The 0.6 percent increase in stockpiles followed a 1.1 percent gain in September, the Commerce Department reported today in Washington. The median forecast in a Bloomberg survey was a 0.4 percent advance. Sales declined 1.2 percent, the biggest drop since June.
While the Commerce Department said it couldn’t quantify the effect of Sandy on the data, it said companies reported both positive and negative influences from the storm. A global slowdown and looming U.S. tax and government spending changes may weigh on orders, indicating distributors will want to keep a tight rein on stockpiles.
“There’s still a lot of uncertainty,” Paul Ashworth, chief U.S. economist at Capital Economics Ltd. in Toronto, said before the report. “Consumers probably are losing a little bit of momentum.”
At the current pace of sales, wholesalers had enough goods on hand to last 1.22 months, the most since October 2009, the report showed.
The median forecast for wholesale inventories was based on a Bloomberg survey of 29 economists. Estimates ranged from a decrease of 0.5 percent to 0.7 percent gain. The prior month’s figure was unrevised.
Wholesalers’ stockpiles of durable goods, or those meant to last several years, increased 1 percent, boosted by automobiles and computer equipment, today’s report showed. Demand for goods meant to last at least three years dropped 0.9 percent.
Auto sales at distributors dropped 3.1 percent in October, the most since May 2011, which may reflect the influence of Sandy. A report this month showed total industry demand rebounded in November as vehicles damaged by the storm were replaced.
The value of unsold non-durable goods fell 0.1 percent as sales slumped 1.4 percent.
Wholesalers, which make up about 30 percent of all business stockpiles, might be feeling the effects of rising retail inventories. At New York-based jeweler Tiffany & Co., year-end stockpiles could be 10 percent higher than a year ago after stores and distribution centers were closed by superstorm Sandy, Chief Financial Officer Patrick McGuiness said on a Nov. 29 earnings call.

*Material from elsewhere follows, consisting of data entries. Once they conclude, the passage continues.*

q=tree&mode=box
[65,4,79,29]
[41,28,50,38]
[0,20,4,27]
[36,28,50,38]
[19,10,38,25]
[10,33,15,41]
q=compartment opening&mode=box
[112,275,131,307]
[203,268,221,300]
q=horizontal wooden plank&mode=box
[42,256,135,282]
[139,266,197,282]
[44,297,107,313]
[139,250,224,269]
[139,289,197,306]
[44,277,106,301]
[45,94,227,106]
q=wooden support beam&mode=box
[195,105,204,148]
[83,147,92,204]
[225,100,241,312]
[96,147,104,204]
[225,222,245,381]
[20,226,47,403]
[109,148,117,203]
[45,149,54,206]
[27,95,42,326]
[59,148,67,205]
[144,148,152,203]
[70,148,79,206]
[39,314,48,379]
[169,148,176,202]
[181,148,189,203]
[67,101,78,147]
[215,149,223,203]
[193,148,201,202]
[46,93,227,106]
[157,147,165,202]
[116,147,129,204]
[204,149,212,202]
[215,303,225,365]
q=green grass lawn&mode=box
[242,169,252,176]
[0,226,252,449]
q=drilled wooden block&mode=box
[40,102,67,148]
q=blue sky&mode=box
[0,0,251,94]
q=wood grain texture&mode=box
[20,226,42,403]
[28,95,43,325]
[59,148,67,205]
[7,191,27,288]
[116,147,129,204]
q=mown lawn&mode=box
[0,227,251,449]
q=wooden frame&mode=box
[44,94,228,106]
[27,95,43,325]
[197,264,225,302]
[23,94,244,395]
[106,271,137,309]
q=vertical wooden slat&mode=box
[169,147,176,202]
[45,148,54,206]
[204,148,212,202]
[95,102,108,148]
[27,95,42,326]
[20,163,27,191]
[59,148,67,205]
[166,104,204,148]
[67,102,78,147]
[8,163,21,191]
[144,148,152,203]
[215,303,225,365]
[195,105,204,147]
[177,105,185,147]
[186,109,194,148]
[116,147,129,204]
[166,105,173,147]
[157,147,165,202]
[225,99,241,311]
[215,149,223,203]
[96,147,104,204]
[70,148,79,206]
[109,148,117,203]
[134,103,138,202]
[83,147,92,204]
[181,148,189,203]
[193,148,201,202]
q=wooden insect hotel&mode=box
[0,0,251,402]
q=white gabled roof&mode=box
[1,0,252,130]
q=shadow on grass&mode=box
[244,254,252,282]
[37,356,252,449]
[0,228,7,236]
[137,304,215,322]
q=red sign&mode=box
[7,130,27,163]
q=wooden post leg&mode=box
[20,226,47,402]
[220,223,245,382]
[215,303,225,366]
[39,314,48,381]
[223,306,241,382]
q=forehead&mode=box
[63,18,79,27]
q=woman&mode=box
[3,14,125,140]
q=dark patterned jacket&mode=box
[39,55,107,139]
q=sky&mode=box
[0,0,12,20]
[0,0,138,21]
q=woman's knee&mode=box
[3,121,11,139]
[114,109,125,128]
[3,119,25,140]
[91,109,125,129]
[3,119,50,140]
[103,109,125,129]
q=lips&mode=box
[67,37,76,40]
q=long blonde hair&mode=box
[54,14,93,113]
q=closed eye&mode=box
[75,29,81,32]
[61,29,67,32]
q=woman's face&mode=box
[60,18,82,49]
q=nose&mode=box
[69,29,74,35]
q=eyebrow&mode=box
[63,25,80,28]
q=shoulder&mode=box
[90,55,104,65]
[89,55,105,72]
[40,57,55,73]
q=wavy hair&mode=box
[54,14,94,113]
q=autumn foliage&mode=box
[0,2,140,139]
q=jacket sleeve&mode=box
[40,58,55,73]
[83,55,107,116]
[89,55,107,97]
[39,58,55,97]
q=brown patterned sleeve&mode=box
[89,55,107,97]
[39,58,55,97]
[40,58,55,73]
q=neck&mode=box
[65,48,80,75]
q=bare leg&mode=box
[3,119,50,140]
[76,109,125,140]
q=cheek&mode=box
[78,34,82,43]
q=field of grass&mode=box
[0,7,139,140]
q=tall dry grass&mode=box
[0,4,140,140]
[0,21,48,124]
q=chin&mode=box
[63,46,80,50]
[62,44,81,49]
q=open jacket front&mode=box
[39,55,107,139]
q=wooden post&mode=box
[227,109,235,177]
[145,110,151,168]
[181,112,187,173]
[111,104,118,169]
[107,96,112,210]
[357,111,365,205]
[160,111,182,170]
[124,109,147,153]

Retail stockpiles will be included in the business inventories report due Dec. 13.
The fiscal tightening slated for next year threatens growth and might set back employment. The Thomson Reuters/University of Michigan gauge of consumer sentiment fell to a four-month low in December as Americans grew concerned about the possibility of higher taxes next year.
Payrolls rose by 146,000 workers in November, the Labor Department reported last week, exceeding the median estimate of economists surveyed by Bloomberg.
Today, Federal Reserve policy makers begin a two-day meeting at which they’ll consider whether to boost asset purchases as a way to stimulate the economy.